07.27.08

Le grimoire

Publié dans Arcane XXVI tagged , à 12:15 par ysdral

Les Jumelles prêtèrent à peine attention à Steel qui passa devant la porte grande ouverte de leur bureau, lui jetant simplement un rapide coup d’œil.

- « On aura beau dire, je le préférais en femme », dit l’une d’elle.
L’autre ne répondit rien mais pouffa de rire, tout en reconnaissant intérieurement qu’elle n’avait pas tort. Steel avait perdu beaucoup de son charme en devenant un homme. Pas tout cependant.

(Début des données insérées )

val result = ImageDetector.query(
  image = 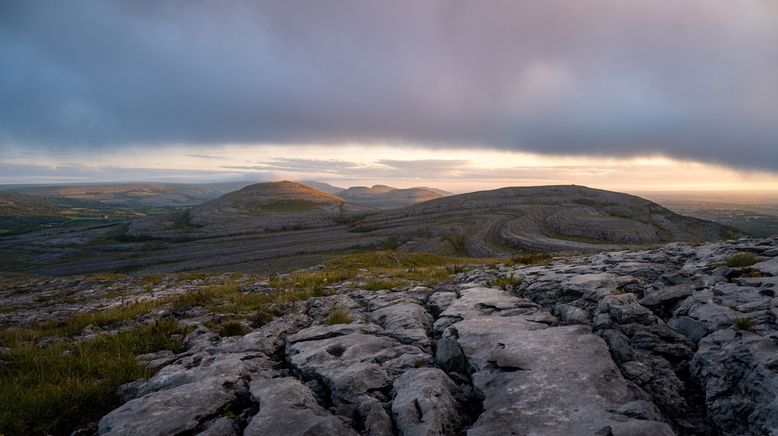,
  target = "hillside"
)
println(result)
[0,192,64,217]
[359,186,738,256]
[300,180,343,195]
[0,182,739,275]
[335,185,450,210]
[0,238,778,436]
[129,181,374,239]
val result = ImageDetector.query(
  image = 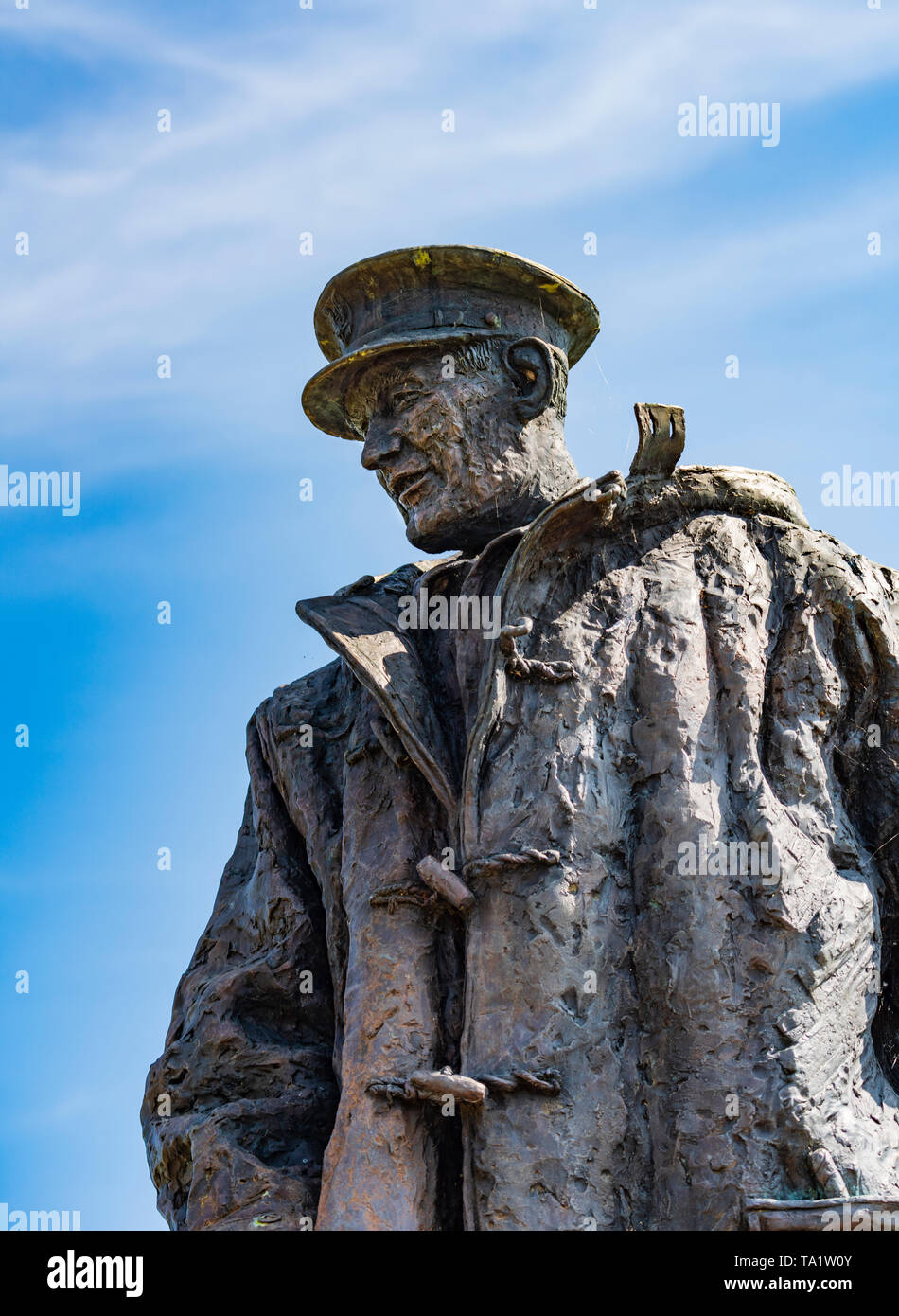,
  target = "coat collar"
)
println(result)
[296,466,808,821]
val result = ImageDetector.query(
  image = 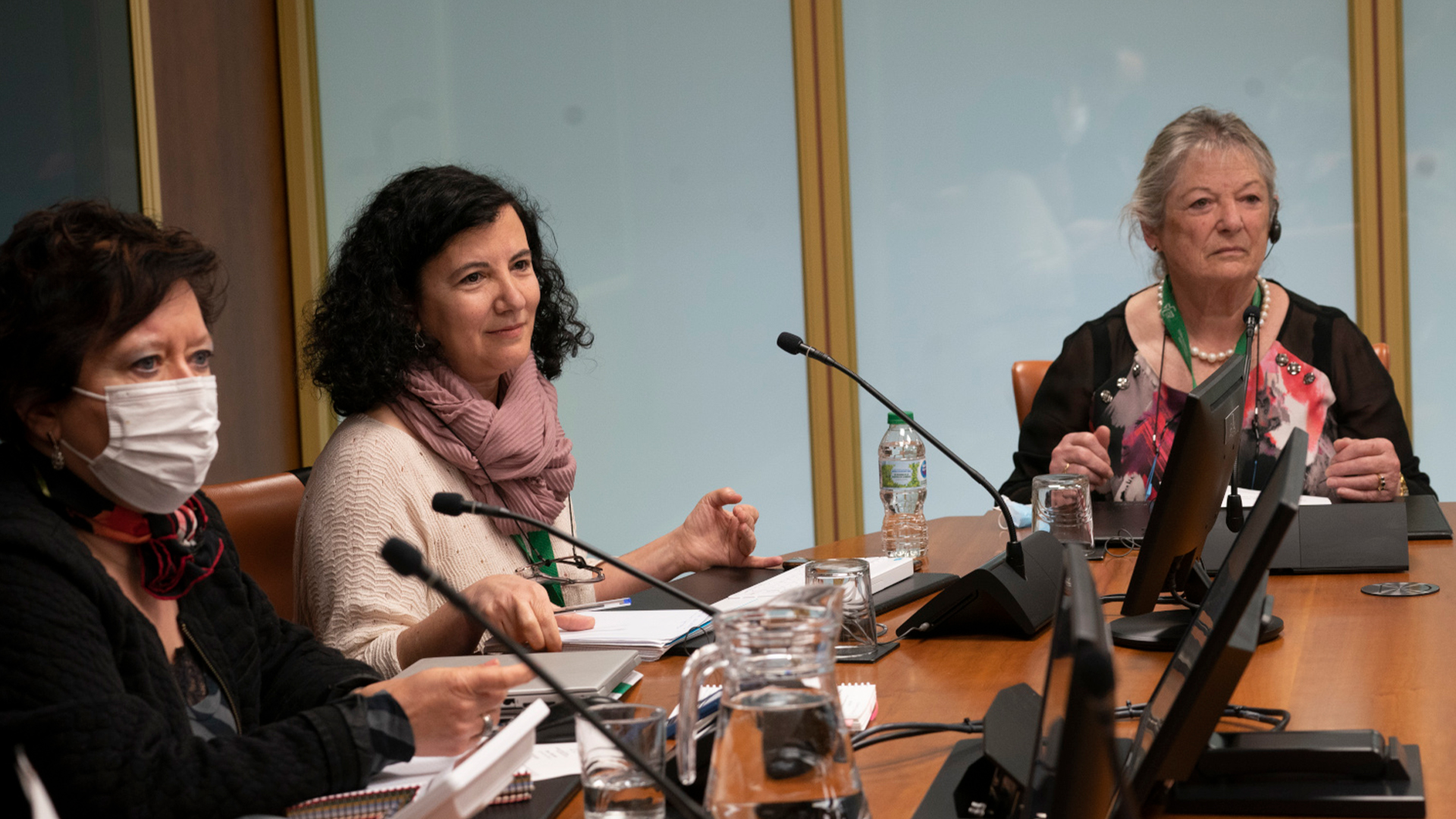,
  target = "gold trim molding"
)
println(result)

Mais les Jumelles avaient quelque chose de plus intéressant à faire ce matin. Il y avait là un grimoire à examiner. Avec précaution, elles le prirent. L’une décrivait l’objet tandis que la seconde, assise devant l’ordinateur, écrivait sous sa dictée. Le grimoire avait la taille d’une feuille de canson. Il était plus large que haut, et la couverture était particulièrement somptueuse, recouverte de riche velours noir, ornée de volutes en fil d’argent et de quatre pierres plates symbolisant les quatre éléments. Une sélénite pour l’air, un lapis-lazuli pour l’eau, du jaspe rouge pour le feu et de l’obsidienne pour la terre.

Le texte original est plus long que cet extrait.